Escrito por: Redação CUT
Médica relata como é o dia-a-dia dos profissionais de saúde na luta contra a pandemia do novo coronavírus lamentando que as infecções crescem 'por ignorância das pessoas'
A Drª Antonieta Ozzetti, médica geriatra no Hospital Beneficência Portuguesa e no Hospital das Clínicas, em São Paulo, é uma das profissionais de saúde na linha de frente do combate e ao novo coronavírus (Covid-19). Ao site Bem Blogado, ela relatou como é a rotina desses profissionais descrevendo um dia de trabalho e fazendo um crítica á desinformação e falta de compreensão de parte das pessoas sobre a gravidade da pandemia.
Leia a íntegra do texto:
Um dia na vida de uma médica no combate à Covid-19.
Hoje não foi um dia bom na UTI do Covid-19. Média de idade dos pacientes 53 anos, 10 com menos de 60, somente 4 idosos. A linha em branco no painel de pacientes, deixada por um óbito na noite anterior, logo foi ocupada por uma paciente do andar, 45 anos, que demorou para descer, pois precisou ser entubada antes de ir. Exame para COVID positivo.
Nenhuma alta. Mais um óbito. Dois prováveis óbitos em breve, nas próximas horas. Somente dois dos 14 pacientes não estavam entubados, uma delas “traqueostomizada”. E eu pedi para ficar com ela, pois estava sentindo falta de conversar com um paciente.
Eu só queria chegar em casa, depois do banho e assepsia, comer e descansar, mas olhei as notícias: ultrapassamos o número de mortos da China!
Só uma constatação do óbvio, pelo menos para mim: é só o corpo do bicho imenso que eu encarei durante 12 horas hoje, e estará lá me esperando amanhã novamente. E sei que ele é grande demais para caber na minha UTI, em todas as UTIs do país. A maior parte dele ficará do lado de fora fazendo o estrago que só cresce. E ele se alimenta da ignorância das pessoas.

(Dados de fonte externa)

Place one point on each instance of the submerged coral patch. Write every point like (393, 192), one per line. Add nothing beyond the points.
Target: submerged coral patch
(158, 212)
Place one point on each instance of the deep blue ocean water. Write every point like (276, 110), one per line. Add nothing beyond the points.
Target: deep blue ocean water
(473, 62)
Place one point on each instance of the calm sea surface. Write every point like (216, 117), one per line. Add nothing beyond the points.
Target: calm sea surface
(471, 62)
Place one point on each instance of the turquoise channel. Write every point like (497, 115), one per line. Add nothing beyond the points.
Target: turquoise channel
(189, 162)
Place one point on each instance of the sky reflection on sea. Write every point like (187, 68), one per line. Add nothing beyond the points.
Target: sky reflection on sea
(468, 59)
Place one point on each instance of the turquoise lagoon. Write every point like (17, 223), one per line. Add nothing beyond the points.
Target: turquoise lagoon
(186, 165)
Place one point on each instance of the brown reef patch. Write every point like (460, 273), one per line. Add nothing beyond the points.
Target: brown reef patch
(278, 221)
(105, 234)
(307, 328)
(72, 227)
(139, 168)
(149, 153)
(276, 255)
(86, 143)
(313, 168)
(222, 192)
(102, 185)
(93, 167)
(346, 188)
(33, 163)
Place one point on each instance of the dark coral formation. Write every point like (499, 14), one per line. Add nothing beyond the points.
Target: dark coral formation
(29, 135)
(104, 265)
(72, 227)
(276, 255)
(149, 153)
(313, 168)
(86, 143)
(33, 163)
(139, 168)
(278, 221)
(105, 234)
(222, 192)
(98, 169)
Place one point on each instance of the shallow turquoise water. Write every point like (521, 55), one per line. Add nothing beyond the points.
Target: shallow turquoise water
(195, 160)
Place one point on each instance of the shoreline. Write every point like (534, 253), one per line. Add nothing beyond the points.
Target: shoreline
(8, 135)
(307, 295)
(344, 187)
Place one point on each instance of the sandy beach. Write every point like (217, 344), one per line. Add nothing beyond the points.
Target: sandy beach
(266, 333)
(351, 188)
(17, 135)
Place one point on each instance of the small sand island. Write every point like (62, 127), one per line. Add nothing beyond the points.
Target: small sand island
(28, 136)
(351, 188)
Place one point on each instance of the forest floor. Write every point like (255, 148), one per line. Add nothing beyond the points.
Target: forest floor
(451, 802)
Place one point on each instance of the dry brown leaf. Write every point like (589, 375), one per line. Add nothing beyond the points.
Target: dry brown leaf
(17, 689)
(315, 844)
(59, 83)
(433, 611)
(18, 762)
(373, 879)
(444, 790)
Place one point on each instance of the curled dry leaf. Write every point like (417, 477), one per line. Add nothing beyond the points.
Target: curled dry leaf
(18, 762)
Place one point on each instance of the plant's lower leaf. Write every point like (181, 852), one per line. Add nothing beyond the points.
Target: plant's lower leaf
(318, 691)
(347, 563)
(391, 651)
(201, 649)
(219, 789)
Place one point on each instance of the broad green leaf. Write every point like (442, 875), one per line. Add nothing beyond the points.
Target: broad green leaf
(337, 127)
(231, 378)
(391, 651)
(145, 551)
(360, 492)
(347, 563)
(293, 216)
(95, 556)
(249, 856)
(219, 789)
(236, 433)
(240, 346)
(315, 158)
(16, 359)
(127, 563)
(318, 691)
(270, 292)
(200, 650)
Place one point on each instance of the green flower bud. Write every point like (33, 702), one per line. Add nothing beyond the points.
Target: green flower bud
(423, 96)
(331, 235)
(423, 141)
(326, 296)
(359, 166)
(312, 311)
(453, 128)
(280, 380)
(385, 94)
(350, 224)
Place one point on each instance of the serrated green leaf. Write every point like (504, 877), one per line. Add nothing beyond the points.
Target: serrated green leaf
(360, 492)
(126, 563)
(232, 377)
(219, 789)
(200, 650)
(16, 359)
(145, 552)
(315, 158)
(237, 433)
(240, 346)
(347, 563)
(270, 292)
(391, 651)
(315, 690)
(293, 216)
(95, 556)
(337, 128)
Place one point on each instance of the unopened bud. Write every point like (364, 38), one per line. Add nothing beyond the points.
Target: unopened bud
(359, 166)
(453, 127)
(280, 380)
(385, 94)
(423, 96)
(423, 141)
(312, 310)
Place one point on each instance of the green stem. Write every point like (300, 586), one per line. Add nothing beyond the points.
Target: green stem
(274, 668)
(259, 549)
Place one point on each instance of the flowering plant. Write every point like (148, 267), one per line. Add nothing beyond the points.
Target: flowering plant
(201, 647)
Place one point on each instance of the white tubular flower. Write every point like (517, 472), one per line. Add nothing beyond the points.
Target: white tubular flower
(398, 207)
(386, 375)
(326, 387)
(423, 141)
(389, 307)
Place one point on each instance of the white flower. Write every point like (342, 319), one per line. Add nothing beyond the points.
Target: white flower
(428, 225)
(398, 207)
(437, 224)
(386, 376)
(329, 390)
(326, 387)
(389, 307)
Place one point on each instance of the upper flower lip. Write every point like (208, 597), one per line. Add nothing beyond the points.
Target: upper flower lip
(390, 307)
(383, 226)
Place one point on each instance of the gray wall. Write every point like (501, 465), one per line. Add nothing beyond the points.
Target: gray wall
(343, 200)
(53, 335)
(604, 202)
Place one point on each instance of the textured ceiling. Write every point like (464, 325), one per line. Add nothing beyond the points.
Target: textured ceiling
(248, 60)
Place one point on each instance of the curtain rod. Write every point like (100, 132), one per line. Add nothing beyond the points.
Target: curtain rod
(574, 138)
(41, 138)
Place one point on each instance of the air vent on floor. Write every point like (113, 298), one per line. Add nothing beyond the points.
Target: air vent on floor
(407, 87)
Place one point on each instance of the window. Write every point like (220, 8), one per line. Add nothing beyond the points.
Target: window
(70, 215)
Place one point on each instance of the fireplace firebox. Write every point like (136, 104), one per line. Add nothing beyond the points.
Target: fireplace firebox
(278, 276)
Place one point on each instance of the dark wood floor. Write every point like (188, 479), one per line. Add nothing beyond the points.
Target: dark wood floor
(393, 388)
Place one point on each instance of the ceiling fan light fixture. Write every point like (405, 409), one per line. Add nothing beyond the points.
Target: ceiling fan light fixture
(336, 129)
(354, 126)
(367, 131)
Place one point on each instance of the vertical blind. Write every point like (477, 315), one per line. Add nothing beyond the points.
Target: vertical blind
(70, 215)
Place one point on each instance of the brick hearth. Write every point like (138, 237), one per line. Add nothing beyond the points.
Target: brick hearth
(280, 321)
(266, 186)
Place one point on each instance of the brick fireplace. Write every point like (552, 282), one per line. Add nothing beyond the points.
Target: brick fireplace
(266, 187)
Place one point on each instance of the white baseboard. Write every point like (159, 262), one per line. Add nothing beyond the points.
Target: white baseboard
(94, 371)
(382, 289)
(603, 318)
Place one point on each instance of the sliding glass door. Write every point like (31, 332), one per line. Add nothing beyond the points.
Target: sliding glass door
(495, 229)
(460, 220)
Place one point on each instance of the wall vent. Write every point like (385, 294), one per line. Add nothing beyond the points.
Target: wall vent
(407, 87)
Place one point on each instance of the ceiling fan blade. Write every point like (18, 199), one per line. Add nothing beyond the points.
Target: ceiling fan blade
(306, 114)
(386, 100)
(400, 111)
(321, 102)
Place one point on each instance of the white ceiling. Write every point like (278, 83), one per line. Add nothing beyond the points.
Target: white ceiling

Não, a culpa não é minha que não fui otimista, que estou falando há tempos que isso aqui vai ser um caos, que estou implorando pelo isolamento social.
Não, a culpa não é minha pois não penso positivo.
Talvez, eu sofra demais com a possibilidade de um massacre em massa, causado por esse inimigo invisível…
Talvez eu não seja pessimista como dizem, talvez eu só esteja querendo abrir os olhos de quem resiste em enxergar…
Talvez eu devesse somente acordar todos os dias, trabalhar calada, e sair calada, enquanto esse bicho cresce. Mas eu simplesmente não posso deixá-lo me silenciar!
Talvez não seja falta de inteligência emocional as minhas crises de choro, a minha dor. Pode ser somente empatia mesmo.